With the help and advice of her more experienced roommate, Mildred won her first role in 1924. She was cast in a Canadian road show of the play
Little Lord Fauntleroy
.
Fauntleroy
, first produced in 1888, did not have an especially illustrious history on the stage. It was briefly revived in 1903 and lasted for only twelve performances. In the winter of 1923 it found an audience again when Mary Pickford starred in a wildly successful silent 1922 film version of the story.
65
Mildred joined a small theater group presenting the play in small towns throughout Ontario and Quebec. Receiving fifty dollars a week, she moved from town to town on one-night stands in the brutal Canadian winter.

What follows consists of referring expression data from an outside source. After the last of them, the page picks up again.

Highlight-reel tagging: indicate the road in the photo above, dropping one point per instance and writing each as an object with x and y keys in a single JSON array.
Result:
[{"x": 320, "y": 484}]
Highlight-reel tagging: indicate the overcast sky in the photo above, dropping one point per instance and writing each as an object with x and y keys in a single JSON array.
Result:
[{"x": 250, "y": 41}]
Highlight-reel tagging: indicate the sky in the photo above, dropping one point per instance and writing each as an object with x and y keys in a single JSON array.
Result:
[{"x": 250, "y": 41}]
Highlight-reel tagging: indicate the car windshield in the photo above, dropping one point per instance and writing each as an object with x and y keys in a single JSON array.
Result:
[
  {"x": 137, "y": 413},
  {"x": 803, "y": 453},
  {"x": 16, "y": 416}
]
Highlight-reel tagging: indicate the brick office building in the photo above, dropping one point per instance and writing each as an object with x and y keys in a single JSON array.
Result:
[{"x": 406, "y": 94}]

By the tour’s end in the spring of 1925, Mildred returned to New York where she played bit parts in a stock theater company. Dorothy Long, her classmate at Ohio Wesleyan, recalled an unverified story about that time:

In 1926 or 1927 a former classmate from Cleveland… told me of seeing Mildred a short while before that and hearing about her troubles. Mildred told her that she had joined a stock company playing through the Canadian provinces; she had married the director manager, and later divorced him on the grounds of mental cruelty because he gave the feminine leads to a blonde in the company and she got only minor parts.
66

 

This story reveals the beginning of a pattern that Mildred Gillars repeated throughout her adult life. She habitually conducted romantic relationships with and sought marriage to powerful men who could further her career aspirations. In this instance, she “married” the director of the stock company production but left him when her career did not benefit from being his wife. When the director favored a blonde and possibly more attractive or talented actress, she left him. She demanded star turns but was relegated to frustratingly small roles as a stock player.

After returning to New York, she quickly won a role in a tour of
My Girl,
the hit musical comedy running at the now-defunct Vanderbilt Theater. The show was a major success that ran for 291 performances until August 1925. Written by Harlan Thompson, the author and lyricist of the hit
Little Jessie James
,
My Girl
played to full houses as it passed through the small and medium cities of Ohio, Indiana and Illinois. Mildred was featured in “The Wonder Chorus,” described by the show’s press as “a bevy of chorus beauties.”
67
Opening in Akron in the fall of 1925, the cast played a string of dates throughout her home state and the Midwest. Despite the success of the tour, Mildred was impatient and dissatisfied with the role:

“I was getting nowhere playing this sort of innocuous musical comedy, and I went to the manager and said I felt very unhappy. I didn’t feel my career was being helped by playing this sort of part month in and month out. And he said ‘You are too young in the theater and you don’t realize it is a great mistake, but I can’t keep you, if you insist on going.’”
68

She gave the show’s manager two weeks’ notice and left the production. Her fellow cast members were dumbfounded by her decision to leave a successful tour to return to joblessness in New York. Following the same pattern that she exhibited after her financial success at Halle’s department store, Mildred took the money she had saved from the tour and returned to New York in search of more serious dramatic opportunities. Such roles were few and far between in a Broadway built on light entertainment. Before long, her savings from
My Girl
were gone. Once again, she was penniless and hungry. She paid her rent by giving pieces from her wardrobe to her landlady:

“Finally with no more money left,” she remembered, “I had been giving a dress a week to my landlady, and I had moved from uptown to save car fare, to save every cent I could and so I moved in on 48th or 49th Street, to one of those awful theatrical boarding houses.”
69
At that time, single-sex boarding houses for young actresses were common in the theater district. For many artistic aspirants these houses were the only affordable living arrangements while they sought work.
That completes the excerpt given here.